The government aims to recover at least half of the Rs. 200 billion between January and June 2026 through these tax adjustments. Officials claim the new measures are “conditional” and will only take effect if the FBR’s revenue gap widens.

Still, citizens and businesses are urged to prepare for potential increases in telecom costs, solar product prices, and bank transaction deductions starting early 2026.

Check Also: 8 Partner Banks Offering Mera Ghar Mera Aashiyana Scheme 2025


FAQs – Govt’s New Tax Plan 2025:

1. What is the reason for new taxes in Pakistan 2025?

The government is under IMF pressure to maintain fiscal balance. If revenue targets are missed, new taxes worth Rs. 200 billion will be introduced.

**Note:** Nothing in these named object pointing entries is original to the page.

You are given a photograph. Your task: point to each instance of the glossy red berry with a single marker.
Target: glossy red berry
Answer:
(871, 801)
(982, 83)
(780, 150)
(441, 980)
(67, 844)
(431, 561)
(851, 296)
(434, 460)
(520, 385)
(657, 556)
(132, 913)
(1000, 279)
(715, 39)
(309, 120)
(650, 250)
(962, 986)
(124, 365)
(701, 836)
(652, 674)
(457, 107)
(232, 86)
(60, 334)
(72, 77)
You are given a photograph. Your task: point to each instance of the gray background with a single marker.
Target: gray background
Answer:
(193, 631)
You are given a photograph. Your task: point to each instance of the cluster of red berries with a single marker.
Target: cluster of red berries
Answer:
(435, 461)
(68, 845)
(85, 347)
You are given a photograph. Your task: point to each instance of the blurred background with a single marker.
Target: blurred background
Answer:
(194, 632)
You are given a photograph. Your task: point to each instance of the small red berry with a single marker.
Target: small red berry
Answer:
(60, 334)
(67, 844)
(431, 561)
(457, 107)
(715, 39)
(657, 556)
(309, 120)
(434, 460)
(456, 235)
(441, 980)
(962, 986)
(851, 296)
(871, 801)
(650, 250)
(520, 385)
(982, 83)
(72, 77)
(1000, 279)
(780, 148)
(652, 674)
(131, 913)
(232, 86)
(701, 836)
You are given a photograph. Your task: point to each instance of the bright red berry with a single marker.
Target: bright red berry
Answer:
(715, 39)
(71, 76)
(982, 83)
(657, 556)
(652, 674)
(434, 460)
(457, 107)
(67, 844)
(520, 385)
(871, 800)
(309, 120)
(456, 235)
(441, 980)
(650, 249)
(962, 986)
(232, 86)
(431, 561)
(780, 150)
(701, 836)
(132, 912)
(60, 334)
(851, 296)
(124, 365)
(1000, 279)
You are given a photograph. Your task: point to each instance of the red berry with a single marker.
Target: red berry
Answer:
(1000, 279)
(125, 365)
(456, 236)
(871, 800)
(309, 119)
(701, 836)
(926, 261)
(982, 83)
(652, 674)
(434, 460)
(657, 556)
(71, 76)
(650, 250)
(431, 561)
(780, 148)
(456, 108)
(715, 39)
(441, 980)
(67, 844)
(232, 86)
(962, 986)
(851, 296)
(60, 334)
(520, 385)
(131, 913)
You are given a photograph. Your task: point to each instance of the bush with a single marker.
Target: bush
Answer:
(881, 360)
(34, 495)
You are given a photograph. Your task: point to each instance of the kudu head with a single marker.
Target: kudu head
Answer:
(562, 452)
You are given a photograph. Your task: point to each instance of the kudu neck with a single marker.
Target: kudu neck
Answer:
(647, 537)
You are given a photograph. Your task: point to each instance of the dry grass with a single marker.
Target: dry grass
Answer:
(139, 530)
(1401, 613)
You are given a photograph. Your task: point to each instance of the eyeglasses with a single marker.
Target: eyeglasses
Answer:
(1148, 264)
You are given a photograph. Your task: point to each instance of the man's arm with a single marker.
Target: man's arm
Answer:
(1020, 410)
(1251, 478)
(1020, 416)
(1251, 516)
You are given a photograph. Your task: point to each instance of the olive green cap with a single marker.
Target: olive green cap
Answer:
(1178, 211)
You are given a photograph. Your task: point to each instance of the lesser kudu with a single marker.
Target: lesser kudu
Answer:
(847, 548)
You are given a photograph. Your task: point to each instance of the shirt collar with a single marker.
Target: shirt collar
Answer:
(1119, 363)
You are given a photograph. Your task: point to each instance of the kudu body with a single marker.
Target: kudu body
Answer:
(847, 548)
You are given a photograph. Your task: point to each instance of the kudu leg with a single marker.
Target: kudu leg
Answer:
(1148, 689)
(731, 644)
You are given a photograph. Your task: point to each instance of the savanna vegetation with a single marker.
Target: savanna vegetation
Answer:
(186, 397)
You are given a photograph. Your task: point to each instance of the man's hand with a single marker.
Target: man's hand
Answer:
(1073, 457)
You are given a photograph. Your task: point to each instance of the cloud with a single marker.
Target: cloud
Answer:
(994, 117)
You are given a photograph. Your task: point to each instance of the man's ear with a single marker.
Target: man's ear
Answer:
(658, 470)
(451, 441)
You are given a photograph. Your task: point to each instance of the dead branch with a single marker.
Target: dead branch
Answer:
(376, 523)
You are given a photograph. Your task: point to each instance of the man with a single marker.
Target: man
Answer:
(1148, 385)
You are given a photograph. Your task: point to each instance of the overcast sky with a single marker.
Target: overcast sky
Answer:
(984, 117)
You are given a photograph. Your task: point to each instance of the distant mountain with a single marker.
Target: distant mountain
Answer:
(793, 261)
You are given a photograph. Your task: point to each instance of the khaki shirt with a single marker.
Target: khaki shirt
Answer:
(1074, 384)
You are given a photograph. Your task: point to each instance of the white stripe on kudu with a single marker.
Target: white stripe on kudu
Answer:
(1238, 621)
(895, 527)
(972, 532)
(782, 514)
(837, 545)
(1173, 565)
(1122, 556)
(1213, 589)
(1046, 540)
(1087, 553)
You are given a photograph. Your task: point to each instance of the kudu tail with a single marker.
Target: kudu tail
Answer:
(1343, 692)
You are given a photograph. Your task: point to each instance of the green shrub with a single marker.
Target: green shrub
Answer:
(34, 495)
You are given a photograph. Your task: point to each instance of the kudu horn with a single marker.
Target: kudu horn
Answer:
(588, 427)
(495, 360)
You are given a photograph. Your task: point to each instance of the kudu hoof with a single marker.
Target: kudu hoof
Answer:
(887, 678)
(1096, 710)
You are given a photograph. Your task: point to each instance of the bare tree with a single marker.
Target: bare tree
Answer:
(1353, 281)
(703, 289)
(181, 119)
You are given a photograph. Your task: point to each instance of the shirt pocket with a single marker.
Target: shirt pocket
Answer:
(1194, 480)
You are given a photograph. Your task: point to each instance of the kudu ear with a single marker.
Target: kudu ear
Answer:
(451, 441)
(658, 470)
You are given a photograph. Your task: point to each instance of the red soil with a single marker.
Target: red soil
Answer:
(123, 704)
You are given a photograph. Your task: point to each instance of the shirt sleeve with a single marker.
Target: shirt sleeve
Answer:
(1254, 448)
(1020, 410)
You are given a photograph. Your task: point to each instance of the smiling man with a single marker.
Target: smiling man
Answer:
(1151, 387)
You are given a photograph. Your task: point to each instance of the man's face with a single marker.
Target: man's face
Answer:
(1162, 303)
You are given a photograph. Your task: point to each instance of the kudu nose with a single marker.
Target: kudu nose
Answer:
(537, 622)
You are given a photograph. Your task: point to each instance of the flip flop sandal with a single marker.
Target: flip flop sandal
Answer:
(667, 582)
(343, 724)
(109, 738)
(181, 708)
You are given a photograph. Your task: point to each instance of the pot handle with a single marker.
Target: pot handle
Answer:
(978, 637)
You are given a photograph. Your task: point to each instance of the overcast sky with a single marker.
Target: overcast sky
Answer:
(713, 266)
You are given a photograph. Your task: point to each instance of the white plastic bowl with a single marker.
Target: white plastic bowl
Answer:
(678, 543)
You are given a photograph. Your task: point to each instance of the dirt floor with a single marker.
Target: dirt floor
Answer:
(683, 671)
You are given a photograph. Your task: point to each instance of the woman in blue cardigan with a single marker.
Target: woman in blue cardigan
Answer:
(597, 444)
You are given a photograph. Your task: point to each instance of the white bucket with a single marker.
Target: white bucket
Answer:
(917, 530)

2. When will the tax increase take effect?

The measures may come into effect in January 2026 if the FBR’s December targets are not met.

3. How will this affect mobile users?

The tax on mobile calls may rise from 15% to 17.5%, making call rates slightly higher for all telecom users.

4. Will solar panels become expensive?

Yes. A higher sales tax of 18% could increase the overall cost of solar installations by up to 20%.

5. Who will be affected most by cash withdrawal tax?

Non-filers withdrawing money from banks will face nearly double deductions — 1.5% instead of 0.8%.

6. Are these taxes final?

No, they are contingency measures. They’ll only be enforced if revenue or spending performance falls short.

7. Why is the IMF involved in tax policy?

Pakistan’s IMF program includes strict fiscal conditions to ensure budget stability and debt repayment capacity.

8. Can taxpayers avoid higher rates?

Yes. Becoming a filer and regularly submitting tax returns can help individuals avoid higher withholding rates.